Han iniciado formalmente los trabajos de la Suprema Corte de Justicia. El ministro Hugo Aguilar, haciendo uso de la lengua mixteca (lo que resultaría cuestionable en términos del lugar que merecen otras lenguas originarias), dio ayer comienzo al nuevo tribunal supremo.
Todo parece tratarse de una historia previamente contada. Tras la captura política de los nueve ministros a través de la manipulación de sus nombres en los acordeones, se antoja improbable que cualquier resolución, ley o decreto emitido por el Ejecutivo o el Legislativo de mayoría morenista sea anulado por la Corte. Por el contrario, se anticipa una abierta sumisión del tribunal a los principios ideológicos emanados del régimen.

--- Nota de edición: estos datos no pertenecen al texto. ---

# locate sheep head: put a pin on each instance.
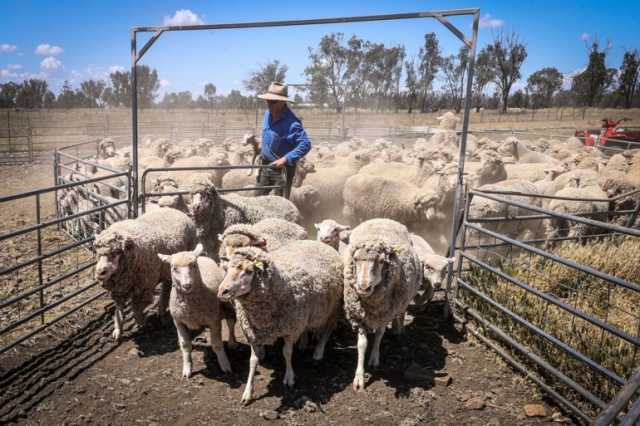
(371, 260)
(235, 237)
(184, 269)
(247, 269)
(111, 249)
(331, 232)
(204, 197)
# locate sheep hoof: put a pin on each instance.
(358, 383)
(116, 335)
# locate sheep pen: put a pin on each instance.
(417, 362)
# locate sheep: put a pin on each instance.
(382, 274)
(213, 213)
(194, 303)
(307, 199)
(270, 234)
(127, 265)
(558, 227)
(434, 268)
(284, 293)
(367, 197)
(333, 234)
(515, 148)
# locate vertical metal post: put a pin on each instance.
(134, 126)
(39, 236)
(463, 147)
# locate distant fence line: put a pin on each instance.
(26, 135)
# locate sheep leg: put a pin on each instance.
(117, 323)
(287, 352)
(398, 324)
(374, 358)
(215, 340)
(164, 298)
(232, 343)
(184, 337)
(247, 395)
(358, 380)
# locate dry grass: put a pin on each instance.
(609, 303)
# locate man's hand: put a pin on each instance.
(280, 162)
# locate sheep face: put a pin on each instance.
(369, 266)
(426, 203)
(111, 256)
(184, 268)
(331, 232)
(201, 201)
(240, 277)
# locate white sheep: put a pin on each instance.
(284, 293)
(194, 304)
(382, 274)
(128, 265)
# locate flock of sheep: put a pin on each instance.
(381, 211)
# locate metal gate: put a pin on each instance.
(563, 308)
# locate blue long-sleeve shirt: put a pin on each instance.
(284, 137)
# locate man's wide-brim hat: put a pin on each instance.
(276, 92)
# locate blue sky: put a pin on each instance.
(78, 40)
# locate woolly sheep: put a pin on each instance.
(213, 213)
(270, 234)
(194, 304)
(127, 265)
(333, 234)
(382, 275)
(284, 293)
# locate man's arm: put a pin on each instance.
(303, 146)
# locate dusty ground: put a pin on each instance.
(75, 374)
(430, 375)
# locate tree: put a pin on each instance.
(507, 55)
(483, 75)
(628, 77)
(8, 93)
(542, 85)
(34, 93)
(92, 91)
(259, 80)
(210, 94)
(412, 84)
(119, 93)
(429, 61)
(329, 70)
(591, 84)
(453, 67)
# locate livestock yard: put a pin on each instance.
(450, 267)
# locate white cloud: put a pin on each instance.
(46, 49)
(183, 17)
(488, 22)
(50, 63)
(7, 48)
(116, 68)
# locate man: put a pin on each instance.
(284, 140)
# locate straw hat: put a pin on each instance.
(277, 92)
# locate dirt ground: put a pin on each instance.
(75, 374)
(429, 375)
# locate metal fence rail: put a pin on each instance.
(561, 316)
(50, 267)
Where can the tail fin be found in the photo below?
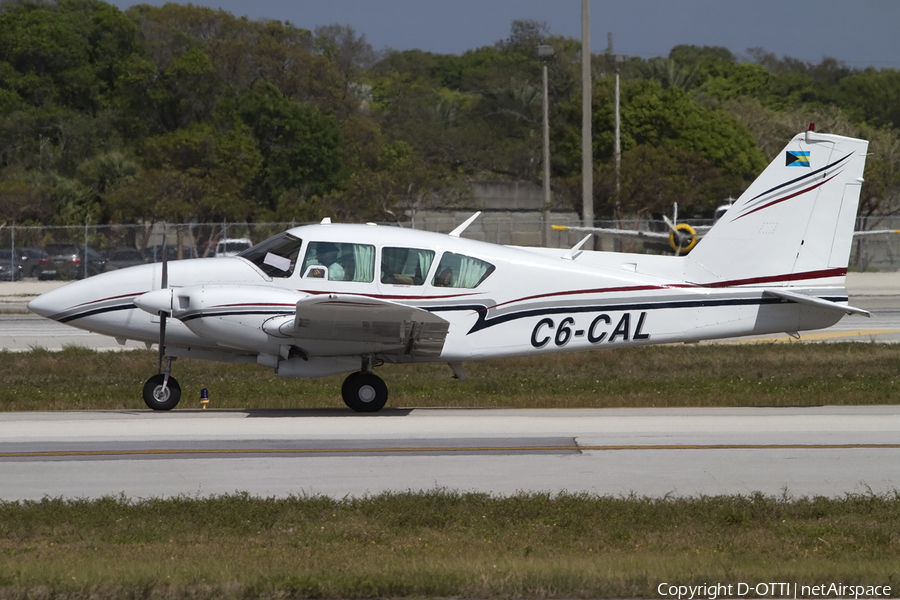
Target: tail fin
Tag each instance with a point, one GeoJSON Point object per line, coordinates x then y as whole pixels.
{"type": "Point", "coordinates": [794, 224]}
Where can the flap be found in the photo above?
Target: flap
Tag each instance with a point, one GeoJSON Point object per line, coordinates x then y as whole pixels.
{"type": "Point", "coordinates": [344, 317]}
{"type": "Point", "coordinates": [818, 302]}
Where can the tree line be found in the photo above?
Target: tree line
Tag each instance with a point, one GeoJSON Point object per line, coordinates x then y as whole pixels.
{"type": "Point", "coordinates": [190, 114]}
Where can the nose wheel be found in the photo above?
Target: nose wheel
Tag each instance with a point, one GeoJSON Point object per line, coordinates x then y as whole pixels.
{"type": "Point", "coordinates": [162, 392]}
{"type": "Point", "coordinates": [364, 392]}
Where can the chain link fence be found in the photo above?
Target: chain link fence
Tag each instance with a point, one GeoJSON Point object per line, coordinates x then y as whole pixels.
{"type": "Point", "coordinates": [45, 252]}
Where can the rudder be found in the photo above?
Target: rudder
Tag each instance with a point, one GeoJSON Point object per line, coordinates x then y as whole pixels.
{"type": "Point", "coordinates": [794, 224]}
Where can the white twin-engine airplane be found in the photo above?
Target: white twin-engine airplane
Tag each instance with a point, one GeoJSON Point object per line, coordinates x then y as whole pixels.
{"type": "Point", "coordinates": [328, 299]}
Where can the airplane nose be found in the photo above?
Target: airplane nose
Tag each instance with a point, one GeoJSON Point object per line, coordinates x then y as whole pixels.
{"type": "Point", "coordinates": [50, 304]}
{"type": "Point", "coordinates": [156, 301]}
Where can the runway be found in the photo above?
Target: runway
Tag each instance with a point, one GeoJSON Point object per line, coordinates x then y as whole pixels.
{"type": "Point", "coordinates": [826, 451]}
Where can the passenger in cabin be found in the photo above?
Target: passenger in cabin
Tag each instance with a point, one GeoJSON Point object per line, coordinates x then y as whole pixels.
{"type": "Point", "coordinates": [327, 255]}
{"type": "Point", "coordinates": [444, 278]}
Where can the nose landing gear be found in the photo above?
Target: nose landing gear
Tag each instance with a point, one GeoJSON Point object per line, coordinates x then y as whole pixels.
{"type": "Point", "coordinates": [364, 391]}
{"type": "Point", "coordinates": [162, 392]}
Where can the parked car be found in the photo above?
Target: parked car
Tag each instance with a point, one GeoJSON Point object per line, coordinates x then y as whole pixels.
{"type": "Point", "coordinates": [124, 256]}
{"type": "Point", "coordinates": [67, 261]}
{"type": "Point", "coordinates": [232, 246]}
{"type": "Point", "coordinates": [10, 267]}
{"type": "Point", "coordinates": [30, 259]}
{"type": "Point", "coordinates": [154, 253]}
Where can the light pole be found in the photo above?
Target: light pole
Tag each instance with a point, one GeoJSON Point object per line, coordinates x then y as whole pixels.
{"type": "Point", "coordinates": [545, 52]}
{"type": "Point", "coordinates": [617, 60]}
{"type": "Point", "coordinates": [587, 161]}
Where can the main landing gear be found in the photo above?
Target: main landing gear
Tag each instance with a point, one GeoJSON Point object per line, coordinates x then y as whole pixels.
{"type": "Point", "coordinates": [364, 391]}
{"type": "Point", "coordinates": [162, 392]}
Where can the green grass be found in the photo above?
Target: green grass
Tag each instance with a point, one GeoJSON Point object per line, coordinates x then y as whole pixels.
{"type": "Point", "coordinates": [682, 375]}
{"type": "Point", "coordinates": [439, 544]}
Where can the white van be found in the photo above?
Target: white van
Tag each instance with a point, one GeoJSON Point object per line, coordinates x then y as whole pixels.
{"type": "Point", "coordinates": [232, 246]}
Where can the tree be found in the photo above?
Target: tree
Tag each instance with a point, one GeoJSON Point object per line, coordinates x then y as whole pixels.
{"type": "Point", "coordinates": [300, 147]}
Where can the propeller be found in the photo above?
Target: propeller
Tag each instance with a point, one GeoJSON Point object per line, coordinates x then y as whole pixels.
{"type": "Point", "coordinates": [682, 236]}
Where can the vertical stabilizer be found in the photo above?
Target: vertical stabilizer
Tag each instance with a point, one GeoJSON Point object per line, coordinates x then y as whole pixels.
{"type": "Point", "coordinates": [794, 224]}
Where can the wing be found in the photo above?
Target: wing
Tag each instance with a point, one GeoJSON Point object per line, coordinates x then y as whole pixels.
{"type": "Point", "coordinates": [387, 326]}
{"type": "Point", "coordinates": [617, 233]}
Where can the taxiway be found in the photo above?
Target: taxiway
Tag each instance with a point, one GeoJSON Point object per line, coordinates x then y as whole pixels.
{"type": "Point", "coordinates": [828, 451]}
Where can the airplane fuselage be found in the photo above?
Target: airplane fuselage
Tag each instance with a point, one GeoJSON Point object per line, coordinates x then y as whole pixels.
{"type": "Point", "coordinates": [532, 302]}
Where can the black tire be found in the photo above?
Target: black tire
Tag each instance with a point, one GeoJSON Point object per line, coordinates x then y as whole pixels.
{"type": "Point", "coordinates": [158, 398]}
{"type": "Point", "coordinates": [364, 392]}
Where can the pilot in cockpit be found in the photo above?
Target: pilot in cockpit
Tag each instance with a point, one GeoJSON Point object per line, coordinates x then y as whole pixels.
{"type": "Point", "coordinates": [327, 255]}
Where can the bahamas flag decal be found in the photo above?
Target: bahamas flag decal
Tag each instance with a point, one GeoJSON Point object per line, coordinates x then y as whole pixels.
{"type": "Point", "coordinates": [797, 158]}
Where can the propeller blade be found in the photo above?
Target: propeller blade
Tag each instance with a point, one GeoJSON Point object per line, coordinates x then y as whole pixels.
{"type": "Point", "coordinates": [670, 224]}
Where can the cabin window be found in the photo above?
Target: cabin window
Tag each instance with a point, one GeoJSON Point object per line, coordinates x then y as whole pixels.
{"type": "Point", "coordinates": [340, 261]}
{"type": "Point", "coordinates": [460, 271]}
{"type": "Point", "coordinates": [277, 256]}
{"type": "Point", "coordinates": [405, 266]}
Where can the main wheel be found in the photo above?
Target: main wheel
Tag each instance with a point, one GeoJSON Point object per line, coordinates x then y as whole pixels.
{"type": "Point", "coordinates": [158, 397]}
{"type": "Point", "coordinates": [364, 392]}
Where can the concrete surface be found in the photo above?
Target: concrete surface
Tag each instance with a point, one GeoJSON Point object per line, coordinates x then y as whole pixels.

Aguilar, en uno de sus primeros mensajes en redes sociales, expresó su “reconocimiento” a los gobiernos federal y de la Ciudad de México por su pronta acción ante los lamentables sucesos de Iztapalapa. ¿Qué tiene que hacer el presidente de la Corte haciendo público su reconocimiento? ¿Tendrá el ministro una peregrina idea de lo que signfica ser presidente de la Suprema Corte?
Seguimos. No habrá más controversias constitucionales. En primer lugar por la cláusula conocida como “supremacía constitucional” que inhabilita a cualquier órgano del Estado para presentar contiendas contra reformas a la carta magna, y en segundo lugar, por la imposibilidad de que la oposición cuente con el número de legisladores necesarios para elevar la controversia para que sea revisada por la Corte; resultado, conviene recordar, de su subrepresentación en el Congreso y la sobrerepresentación de la coalición gobernante.
En todo caso, la nueva Suprema Corte, con su bastón y sus ropajes indígenas, difícilmente fungirá como un poder del Estado independiente. A la pura usanza bananera, el máximo tribunal y las cortes inferiores no serán más que aplaudidores de cualquier decisión surgida de quien los puso en esos cargos.
Los tiempos han cambiado. Fieles a la retórica propia del populismo latinoamericano, la 4T ha penetrado tan profundamente en la estructura del Estado que la ley no valdrá más, o mejor dicho, ellos mismos serán la ley. Como reza el clásico: “¡No me vengan con que la ley es la ley!“.